Why not? It’s my world. I posted it on my usually neglected myspace blog, but I’ll put it here too…
so it’s a weird time in the life of your beloved katster. i’m broke, i’m tired and i think i might be lonely. when i find myself contemplating people i haven’t seen in 15 years–gosh, wonder what ever happened to tamim? or kooky mahala? or all the bitches scott slept with?–then i suppose it’s pretty safe to say i’m a little lonely.
i thought very briefly in a moment of weakness that i might be ready to date again. and when my ex announced he was oh-so-dateable-and-he-thinks-i’m-just-jealous, yep, then i felt like i’d better have a date for every night of the week and a few extra just for lunchtime giggles.
in reality, ack, no, i really can’t handle dating and being rejected and rejecting other people and all that right now (“now” being a little after 11 PM on a Fri night, i can change my mind about this at any point). what i really want is someone to just send me flowers (gerber daisies please) and fabulous gifts and leave me the hell alone.

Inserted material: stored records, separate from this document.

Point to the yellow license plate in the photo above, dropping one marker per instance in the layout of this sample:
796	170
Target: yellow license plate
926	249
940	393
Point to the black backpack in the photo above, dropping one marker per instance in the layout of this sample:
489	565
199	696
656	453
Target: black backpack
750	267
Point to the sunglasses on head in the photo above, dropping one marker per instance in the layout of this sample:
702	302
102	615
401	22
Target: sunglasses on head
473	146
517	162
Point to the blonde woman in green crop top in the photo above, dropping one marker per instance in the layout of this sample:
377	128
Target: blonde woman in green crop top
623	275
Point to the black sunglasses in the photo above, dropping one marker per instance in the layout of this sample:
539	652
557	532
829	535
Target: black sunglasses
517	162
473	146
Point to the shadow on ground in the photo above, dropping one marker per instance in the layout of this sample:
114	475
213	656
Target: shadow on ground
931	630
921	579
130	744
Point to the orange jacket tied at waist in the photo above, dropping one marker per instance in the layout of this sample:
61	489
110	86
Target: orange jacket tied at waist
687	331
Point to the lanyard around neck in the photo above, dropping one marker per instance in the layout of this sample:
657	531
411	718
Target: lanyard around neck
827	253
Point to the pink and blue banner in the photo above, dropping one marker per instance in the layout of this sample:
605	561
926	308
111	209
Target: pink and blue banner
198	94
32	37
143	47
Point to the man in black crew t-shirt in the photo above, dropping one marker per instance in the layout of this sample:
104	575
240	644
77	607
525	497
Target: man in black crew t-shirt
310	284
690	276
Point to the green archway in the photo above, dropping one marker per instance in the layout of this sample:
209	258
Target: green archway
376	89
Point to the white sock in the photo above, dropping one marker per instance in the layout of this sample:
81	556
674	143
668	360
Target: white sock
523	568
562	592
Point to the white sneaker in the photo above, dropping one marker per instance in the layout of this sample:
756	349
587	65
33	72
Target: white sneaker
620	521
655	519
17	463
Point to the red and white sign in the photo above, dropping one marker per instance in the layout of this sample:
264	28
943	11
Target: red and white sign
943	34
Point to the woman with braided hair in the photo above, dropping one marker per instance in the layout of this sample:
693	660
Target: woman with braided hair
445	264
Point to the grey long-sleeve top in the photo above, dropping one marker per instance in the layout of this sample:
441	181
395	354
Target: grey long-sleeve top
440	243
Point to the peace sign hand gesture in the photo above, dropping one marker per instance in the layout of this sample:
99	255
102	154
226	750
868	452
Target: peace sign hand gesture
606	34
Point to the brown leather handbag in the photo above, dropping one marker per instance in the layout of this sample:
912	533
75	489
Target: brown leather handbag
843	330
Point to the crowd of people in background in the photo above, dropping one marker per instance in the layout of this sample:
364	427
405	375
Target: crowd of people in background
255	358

“but kat, didn’t you just say you were lonely?”
oh yeah. i did. and i am. but i think being lonely sometimes is healthy. gives you room to think about the kinds of people you do and don’t want around. for example, there are a couple numbers in my cell phone i think i could call (well, text, you know i don’t actually call anyone EVER) right this instant, and voila, there would be a companion on my doorstep.
but i don’t want that. i don’t want a booty call. and i don’t want someone who wants me to take care of them. and i really don’t want to listen to an earful of problems. and most importantly, tonight i don’t want a wet spot on my side of the bed, and since it’s ALL my bed and thus all my side, well, there ya go. sorry, i am known for oversharing at times, my bad.
i do want attention. i want to be lavished with gifts and then i want to be left alone. i want to wear mismatched flannel pajamas and read books and eat ice cream for dinner.
but by tomorrow, i could want a line of eligible bachelors at my door…in addition to oversharing, i’m also ridiculously moody. i think the best thing for everyone to do is go ahead and send me gifts, you can just leave them on the doorstep and scamper away, and also pull together lists of eligible heterosexual employed bachelors in the asheville area that shower with regularity and don’t live with their moms. thank you, and good night.
***in a PS to this blog, someone on myspace pointed me in the direction of my former roommate mahala’s myspace page after i posted this. so now i know where she is these days! the internet is a cool thing. i am still, however, looking for all the eligible bachelors to line up at my door.